Data from 1217 sessions were available and included in analyses. Excluding one outlier (562 sessions), each clinician had data from an average of 109 sessions (SD = 42, range: 52 – 160). To assess reliability, 117 videos were double-coded. One-way, single measures, random effects intraclass correlations (ICCs) demonstrated excellent reliability for on-target comment frequency (.95), percentage of on-target comments (.76), and percentage of missed opportunities (.76), and good reliability for average components (.74; Cicchetti & Sparrow, 1981).
For comparison, among the 311 sessions coded by both clinicians and consultants, reliability was similarly excellent for on-target comment frequency (group ICC = .89; individual range: .78 – .93) and good for average components (group ICC = .64; individual range: .24 – .73).
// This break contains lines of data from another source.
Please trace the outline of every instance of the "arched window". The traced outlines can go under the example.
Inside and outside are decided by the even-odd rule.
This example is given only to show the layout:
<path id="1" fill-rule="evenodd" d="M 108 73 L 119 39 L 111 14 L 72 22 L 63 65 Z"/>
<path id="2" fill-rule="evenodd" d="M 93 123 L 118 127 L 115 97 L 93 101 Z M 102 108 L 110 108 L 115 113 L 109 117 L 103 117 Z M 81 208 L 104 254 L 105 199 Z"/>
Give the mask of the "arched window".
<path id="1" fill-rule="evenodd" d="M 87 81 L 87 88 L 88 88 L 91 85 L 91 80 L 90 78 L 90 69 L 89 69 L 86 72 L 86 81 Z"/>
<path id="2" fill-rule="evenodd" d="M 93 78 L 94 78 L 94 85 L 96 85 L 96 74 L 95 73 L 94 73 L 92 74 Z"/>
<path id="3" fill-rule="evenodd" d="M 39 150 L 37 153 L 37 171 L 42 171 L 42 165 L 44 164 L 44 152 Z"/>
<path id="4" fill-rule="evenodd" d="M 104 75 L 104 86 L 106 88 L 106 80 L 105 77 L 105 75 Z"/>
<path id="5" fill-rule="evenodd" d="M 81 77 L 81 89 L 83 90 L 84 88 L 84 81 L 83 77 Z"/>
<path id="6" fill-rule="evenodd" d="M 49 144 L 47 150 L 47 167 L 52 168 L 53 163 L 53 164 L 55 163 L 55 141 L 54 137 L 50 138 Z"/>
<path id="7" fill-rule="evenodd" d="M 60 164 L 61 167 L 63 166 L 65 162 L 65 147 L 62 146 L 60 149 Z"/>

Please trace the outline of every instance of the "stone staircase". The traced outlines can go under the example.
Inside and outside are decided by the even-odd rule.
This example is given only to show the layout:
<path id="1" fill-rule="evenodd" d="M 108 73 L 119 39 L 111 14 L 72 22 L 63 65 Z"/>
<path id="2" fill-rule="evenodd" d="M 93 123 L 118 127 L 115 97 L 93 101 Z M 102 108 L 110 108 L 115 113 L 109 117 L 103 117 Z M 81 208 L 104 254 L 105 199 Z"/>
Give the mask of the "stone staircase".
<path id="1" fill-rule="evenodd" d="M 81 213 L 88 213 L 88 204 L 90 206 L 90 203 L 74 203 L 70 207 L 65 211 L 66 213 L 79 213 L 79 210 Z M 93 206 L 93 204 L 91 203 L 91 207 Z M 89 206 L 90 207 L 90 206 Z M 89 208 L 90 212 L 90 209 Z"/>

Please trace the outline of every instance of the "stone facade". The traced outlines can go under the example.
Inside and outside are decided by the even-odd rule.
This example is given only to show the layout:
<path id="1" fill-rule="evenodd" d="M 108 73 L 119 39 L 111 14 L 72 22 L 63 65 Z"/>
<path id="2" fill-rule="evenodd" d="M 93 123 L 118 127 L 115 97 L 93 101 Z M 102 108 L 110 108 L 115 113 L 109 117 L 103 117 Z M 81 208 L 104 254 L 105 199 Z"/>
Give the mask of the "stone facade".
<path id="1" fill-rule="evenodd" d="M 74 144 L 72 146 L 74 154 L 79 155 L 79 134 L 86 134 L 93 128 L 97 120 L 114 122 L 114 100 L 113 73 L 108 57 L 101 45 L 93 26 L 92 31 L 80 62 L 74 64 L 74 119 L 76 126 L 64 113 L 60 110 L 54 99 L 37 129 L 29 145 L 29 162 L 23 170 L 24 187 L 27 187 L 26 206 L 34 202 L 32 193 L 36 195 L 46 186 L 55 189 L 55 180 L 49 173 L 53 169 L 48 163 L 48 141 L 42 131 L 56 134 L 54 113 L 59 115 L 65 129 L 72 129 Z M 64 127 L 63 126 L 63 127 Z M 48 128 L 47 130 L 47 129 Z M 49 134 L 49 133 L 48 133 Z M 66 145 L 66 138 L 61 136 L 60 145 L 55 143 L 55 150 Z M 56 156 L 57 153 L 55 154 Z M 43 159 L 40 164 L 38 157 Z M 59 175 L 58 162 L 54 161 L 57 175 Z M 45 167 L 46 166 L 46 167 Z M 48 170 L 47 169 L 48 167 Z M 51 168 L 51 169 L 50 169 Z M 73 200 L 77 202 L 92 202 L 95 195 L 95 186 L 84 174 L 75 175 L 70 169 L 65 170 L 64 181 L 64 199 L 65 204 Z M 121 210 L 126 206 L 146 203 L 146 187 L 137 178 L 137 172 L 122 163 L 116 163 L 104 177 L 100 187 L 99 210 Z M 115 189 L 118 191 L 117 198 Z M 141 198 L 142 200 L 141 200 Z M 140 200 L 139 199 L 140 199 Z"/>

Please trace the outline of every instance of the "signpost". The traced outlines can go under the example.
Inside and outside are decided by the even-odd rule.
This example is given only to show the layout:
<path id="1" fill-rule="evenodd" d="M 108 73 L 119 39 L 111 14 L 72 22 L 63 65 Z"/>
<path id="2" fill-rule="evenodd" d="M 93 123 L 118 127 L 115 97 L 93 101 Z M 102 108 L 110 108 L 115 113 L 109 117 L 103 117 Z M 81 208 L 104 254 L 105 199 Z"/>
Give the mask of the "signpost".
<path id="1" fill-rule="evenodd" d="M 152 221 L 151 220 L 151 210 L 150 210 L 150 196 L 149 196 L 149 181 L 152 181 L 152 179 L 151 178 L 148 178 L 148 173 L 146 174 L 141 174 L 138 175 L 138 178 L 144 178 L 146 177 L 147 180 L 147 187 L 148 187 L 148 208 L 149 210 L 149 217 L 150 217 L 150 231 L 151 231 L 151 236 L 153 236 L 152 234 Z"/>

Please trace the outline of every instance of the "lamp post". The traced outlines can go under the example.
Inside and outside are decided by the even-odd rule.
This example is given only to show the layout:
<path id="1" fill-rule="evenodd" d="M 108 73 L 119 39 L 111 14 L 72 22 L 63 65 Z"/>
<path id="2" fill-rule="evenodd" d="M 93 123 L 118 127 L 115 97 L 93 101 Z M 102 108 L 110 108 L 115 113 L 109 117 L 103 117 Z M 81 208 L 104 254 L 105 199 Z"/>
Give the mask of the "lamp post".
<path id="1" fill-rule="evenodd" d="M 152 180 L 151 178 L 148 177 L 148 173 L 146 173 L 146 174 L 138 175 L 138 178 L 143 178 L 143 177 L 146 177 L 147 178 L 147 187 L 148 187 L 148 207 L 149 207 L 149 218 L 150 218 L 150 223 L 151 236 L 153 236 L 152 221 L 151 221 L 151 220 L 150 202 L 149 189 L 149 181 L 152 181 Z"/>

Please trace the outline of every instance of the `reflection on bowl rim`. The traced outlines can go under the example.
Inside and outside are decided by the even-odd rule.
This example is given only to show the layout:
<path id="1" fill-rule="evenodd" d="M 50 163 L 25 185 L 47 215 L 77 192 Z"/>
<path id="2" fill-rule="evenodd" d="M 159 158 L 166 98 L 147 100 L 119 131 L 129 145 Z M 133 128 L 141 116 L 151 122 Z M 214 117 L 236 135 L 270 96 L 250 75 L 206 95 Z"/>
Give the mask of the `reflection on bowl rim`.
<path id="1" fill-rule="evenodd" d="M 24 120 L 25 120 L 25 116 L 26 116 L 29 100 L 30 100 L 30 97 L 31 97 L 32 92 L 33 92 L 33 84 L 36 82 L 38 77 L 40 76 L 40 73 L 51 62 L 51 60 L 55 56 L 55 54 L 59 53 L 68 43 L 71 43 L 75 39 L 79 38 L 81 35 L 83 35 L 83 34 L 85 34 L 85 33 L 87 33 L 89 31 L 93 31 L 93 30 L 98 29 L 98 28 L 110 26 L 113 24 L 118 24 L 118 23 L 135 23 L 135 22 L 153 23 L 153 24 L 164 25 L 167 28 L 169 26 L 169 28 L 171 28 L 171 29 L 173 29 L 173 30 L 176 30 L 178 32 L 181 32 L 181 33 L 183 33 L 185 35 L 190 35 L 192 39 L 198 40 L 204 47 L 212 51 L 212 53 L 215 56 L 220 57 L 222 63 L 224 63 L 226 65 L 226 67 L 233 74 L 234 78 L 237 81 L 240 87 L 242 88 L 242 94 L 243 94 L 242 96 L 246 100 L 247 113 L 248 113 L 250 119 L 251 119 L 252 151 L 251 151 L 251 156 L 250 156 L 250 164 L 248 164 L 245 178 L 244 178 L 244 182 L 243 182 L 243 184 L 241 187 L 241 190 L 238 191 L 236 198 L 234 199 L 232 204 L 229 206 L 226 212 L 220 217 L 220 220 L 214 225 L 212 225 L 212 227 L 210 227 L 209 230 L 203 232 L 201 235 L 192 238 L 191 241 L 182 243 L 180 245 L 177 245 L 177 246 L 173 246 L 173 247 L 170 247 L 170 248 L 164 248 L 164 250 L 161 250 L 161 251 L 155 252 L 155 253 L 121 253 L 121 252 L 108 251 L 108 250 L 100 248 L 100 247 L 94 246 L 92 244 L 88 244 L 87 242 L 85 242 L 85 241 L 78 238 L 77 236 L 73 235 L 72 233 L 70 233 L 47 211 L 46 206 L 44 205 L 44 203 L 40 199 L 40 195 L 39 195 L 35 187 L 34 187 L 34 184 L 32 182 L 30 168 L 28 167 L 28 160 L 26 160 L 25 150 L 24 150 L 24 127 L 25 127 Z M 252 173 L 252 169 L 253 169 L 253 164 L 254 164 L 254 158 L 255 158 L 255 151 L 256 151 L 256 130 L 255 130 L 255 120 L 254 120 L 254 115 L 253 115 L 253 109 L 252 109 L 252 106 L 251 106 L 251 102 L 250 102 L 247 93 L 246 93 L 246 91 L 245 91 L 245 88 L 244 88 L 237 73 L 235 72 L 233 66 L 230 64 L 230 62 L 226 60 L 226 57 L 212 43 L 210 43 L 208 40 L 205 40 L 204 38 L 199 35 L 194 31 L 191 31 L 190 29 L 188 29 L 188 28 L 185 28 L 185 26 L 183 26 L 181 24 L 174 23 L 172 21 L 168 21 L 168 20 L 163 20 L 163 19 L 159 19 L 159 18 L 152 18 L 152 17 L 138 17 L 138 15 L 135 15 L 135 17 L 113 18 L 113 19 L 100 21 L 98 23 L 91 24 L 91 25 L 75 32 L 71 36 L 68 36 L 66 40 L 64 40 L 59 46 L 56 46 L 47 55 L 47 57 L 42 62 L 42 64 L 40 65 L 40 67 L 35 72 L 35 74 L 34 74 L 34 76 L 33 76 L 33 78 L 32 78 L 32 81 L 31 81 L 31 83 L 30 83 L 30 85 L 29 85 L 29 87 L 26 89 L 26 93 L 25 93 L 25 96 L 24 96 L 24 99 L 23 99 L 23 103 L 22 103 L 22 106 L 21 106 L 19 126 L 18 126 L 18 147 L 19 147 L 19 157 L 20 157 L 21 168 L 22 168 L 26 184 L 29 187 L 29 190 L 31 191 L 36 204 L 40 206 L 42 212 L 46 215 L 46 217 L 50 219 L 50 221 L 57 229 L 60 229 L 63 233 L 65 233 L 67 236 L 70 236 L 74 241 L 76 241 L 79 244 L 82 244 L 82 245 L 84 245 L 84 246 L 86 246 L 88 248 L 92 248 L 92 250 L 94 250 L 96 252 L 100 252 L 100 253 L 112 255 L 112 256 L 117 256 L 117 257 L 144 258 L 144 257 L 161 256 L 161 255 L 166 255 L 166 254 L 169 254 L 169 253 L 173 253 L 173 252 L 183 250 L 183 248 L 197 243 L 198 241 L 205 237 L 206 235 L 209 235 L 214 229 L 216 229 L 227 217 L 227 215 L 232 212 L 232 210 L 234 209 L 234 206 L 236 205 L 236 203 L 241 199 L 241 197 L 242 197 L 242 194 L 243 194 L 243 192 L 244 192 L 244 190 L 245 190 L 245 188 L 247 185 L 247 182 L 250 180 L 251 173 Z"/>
However, clinicians’ reliability was lower and more variable for percentage of on-target comments (group ICC = .55; range: .01 – .80) and percentage of missed opportunities (group ICC = .26; range: −.28 – .73).
Analyses
Piecewise longitudinal hierarchical linear modeling (HLM; Raudenbush & Bryk, 2002) was used to estimate separate slopes (i.e., rates of change) for different periods of the implementation process: consultation as usual, fidelity-focused consultation, and sustainment. Fidelity-focused consultation was split into two 5-month periods, a decision guided by Meade et al. (2014). Although Meade et al. (2014) found increasing fidelity during the 6 months after self-monitoring began, fidelity was not assessed during a longer self-monitoring period, and may or may not have continued increasing during a longer assessment period. For this reason, we split the 10-month fidelity-focused consultation period into 2 segments, and we hypothesized that growth would occur during the first 5 months, but we did not form specific hypotheses about the second 5 months. During the sustainment period, we hypothesized that fidelity would no longer increase, but also would not decline (i.e., slope would not be significantly different from 0). The strongest test of the effects of fidelity-focused consultation would compare growth in fidelity during fidelity-focused consultation to growth during consultation as usual. Hypothesis tests compared slopes of different periods.
To provide accurate slope estimates, the 3- and 8-month breaks of two clinicians were recoded into 1-month breaks, because we did not expect to observe improvement during breaks. Additionally, one clinician who had difficulty meeting certification criteria received 4.5 more months of fidelity-focused consultation than other clinicians. To increase the reliability of group estimates, these data were recoded to fit all of the data from the clinician’s final 9.5 months of fidelity-focused consultation into the second 5-month period (i.e., time coding was divided by around 2). However, changing this clinician’s data did not affect the results; when run with the original time coding, all results, including hypothesis tests, remained the same.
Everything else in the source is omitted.